El sistema ha convertido en poco deseable la lucha obrera y sindical. Vivimos anestesiados en la cultura del esfuerzo y la happycracia: las empresas incorporan yoga o mindfulness. ¿Por qué nos cuesta tanto luchar contra los abusos?

Las empresas empezaron con bonos de gimnasio y zonas de café hace 15 años. Ahora estamos en un “puedes tomarte un té matcha en la zona friendly y traer a tu perro una vez a la semana”. El resumen sería: matcha, sí; sindicatos, no. Con la crisis de 2008, subió el paro y surgieron otros discursos. Hoy todas podemos ser nuestras jefas de recursos humanos, autoexplotarnos, aun estando en el paro. El paradigma sería la estafa piramidal de Llados: no es suficiente con levantarse a las cinco de la mañana para hacer burpees y ducharse con hielo.
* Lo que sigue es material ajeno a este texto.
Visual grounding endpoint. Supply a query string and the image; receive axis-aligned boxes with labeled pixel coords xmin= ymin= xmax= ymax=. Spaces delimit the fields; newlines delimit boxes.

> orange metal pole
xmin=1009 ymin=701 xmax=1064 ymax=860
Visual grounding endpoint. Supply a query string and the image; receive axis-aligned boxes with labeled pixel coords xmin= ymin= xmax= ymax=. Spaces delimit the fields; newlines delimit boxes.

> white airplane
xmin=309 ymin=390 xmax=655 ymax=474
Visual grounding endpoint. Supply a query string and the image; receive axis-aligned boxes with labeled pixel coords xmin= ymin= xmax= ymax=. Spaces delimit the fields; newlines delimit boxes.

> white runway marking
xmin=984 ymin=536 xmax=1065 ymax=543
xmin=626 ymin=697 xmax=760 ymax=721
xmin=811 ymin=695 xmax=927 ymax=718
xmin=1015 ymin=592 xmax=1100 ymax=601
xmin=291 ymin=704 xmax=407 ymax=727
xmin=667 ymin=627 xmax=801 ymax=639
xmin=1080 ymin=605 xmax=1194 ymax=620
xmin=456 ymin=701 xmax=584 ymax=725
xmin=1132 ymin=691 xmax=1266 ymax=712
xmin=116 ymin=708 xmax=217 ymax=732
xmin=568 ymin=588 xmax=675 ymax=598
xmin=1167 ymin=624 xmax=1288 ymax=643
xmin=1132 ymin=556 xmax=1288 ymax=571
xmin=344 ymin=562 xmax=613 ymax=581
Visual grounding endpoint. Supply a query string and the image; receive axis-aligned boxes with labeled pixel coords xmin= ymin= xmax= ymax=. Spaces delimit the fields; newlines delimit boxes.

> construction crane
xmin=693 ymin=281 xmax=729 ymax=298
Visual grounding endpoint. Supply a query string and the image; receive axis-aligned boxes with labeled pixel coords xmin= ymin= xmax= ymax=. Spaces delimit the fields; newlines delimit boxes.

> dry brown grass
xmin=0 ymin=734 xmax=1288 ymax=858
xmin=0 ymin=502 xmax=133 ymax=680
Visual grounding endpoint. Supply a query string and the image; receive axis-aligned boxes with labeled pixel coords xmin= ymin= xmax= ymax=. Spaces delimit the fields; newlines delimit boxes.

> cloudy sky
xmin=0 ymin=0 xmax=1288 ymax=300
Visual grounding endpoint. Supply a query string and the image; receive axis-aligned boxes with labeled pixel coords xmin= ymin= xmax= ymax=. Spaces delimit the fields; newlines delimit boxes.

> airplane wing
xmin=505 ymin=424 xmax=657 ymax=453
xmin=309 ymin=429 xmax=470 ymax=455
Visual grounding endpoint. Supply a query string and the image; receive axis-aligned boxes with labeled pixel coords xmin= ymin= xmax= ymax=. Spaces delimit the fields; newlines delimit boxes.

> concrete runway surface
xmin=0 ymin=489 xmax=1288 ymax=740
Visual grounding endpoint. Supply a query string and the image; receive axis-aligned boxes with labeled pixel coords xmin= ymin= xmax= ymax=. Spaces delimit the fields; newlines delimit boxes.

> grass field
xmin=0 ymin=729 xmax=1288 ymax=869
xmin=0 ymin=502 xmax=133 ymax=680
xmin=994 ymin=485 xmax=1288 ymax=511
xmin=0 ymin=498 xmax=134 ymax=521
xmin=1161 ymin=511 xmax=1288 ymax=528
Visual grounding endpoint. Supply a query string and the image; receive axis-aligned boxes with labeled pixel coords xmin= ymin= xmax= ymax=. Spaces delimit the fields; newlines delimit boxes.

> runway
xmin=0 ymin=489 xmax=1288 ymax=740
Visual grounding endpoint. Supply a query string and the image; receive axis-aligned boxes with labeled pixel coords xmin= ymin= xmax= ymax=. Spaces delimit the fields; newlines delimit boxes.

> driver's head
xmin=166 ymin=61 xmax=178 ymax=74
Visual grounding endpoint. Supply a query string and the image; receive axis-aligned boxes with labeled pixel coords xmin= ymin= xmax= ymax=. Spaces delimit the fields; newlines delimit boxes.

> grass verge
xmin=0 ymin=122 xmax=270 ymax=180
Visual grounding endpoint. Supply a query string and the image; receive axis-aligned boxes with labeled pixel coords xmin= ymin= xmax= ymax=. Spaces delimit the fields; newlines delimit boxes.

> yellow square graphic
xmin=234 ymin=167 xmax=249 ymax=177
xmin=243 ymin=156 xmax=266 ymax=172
No va a funcionar si no lo deseas. No vale con ser obediente y sumisa: debes desearlo.

¿Cómo esclaviza la marca personal?

Bajo esa etiqueta decimos “soy un producto”, todo lo que hago es susceptible de generar beneficio. Todo se vincula a una capitalización de una misma. Eso genera culpa y si no lo logramos, somos unas fracasadas.

Me recuerda a la meritocracia heredera de Napoleón: si no alcanzas el éxito, la culpa es tuya.

Hay palabras, como meritocracia, que se rellenan de significados ambiguos. Está también el voluntarismo mágico: repetir una rutina pensando que eso nos llevará a un resultado. Nos tendríamos que plantear otra pregunta: ¿y si no quiero que suceda?